The Visual and Digital Arts Merger exhibit might have been billed as a showcase for graduate talent, but for some students, it’s a chance to take on more personal issues.
“Recently my best friend went through a breakup, so I tried to take her sadness and put it through my own perspective,” said Tanisha Bryan, speaking about her installation Trust.
Bryan, 21, is graduating from Humber’s VADA program this year.
She said her painting, an acrylic-on-canvas piece, is about the strain of failed relationships.
“It’s supposed to show the general emotion of putting your trust in someone, having them know everything about you,” said Bryan.
“And then in an instant, they break your heart and the trust is gone.”
Bryan said that the process of organizing the gallery was grueling, but that showcasing her work was well worth the effort.
Another artist eager to tell a story was 21-year-old Sam Morin, a third year in VADA.
“I did some figurative works of two transgender individuals,” said Morin of her two pieces, This is a Man and This is a Woman.
Morin said that the titles of said works are meant to illustrate how issues within the trans community shouldn’t be so hard for outsiders to understand.
“It’s about how if you see a trans woman, that’s still a woman, and if you see a trans man, that’s still a man,” said Morin.
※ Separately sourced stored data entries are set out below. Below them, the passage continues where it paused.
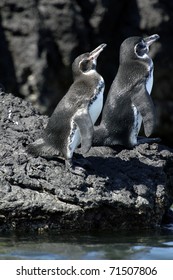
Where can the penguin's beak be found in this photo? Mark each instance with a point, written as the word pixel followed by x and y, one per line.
pixel 95 53
pixel 151 39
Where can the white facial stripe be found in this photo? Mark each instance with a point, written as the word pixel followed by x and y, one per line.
pixel 142 56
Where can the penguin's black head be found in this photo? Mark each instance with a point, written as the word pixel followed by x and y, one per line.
pixel 136 47
pixel 87 61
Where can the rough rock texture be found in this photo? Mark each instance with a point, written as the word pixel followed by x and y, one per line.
pixel 40 39
pixel 124 189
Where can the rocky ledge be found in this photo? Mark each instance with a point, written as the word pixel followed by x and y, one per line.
pixel 124 189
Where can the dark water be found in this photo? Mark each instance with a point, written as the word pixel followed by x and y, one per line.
pixel 123 245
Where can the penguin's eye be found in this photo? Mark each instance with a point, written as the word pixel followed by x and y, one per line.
pixel 84 65
pixel 141 49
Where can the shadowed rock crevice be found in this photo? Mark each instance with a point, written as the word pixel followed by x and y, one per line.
pixel 124 189
pixel 40 40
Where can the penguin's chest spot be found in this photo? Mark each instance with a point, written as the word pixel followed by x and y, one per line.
pixel 96 103
pixel 149 83
pixel 137 116
pixel 74 139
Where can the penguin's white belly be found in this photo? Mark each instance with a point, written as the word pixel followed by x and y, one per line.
pixel 137 116
pixel 96 106
pixel 94 110
pixel 149 83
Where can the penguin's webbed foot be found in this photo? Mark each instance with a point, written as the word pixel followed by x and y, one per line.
pixel 74 169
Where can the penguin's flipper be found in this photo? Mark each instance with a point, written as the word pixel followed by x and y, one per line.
pixel 144 104
pixel 84 122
For most of the artists, it’s the first time their work has seen the light of day.
“It’s part of their professional development,” said Noni Kaur, program co-ordinator of VADA.
Kaur says the gallery is meant to showcase the best of each student’s creative output in their time at Humber.
“They’ve worked towards having an installation of their work at the end of their two years, so this is almost like a debut for a lot of them.”
The exhibit has been running from 10 a.m. to 5 p.m. since Monday, and runs until Thursday, May 5.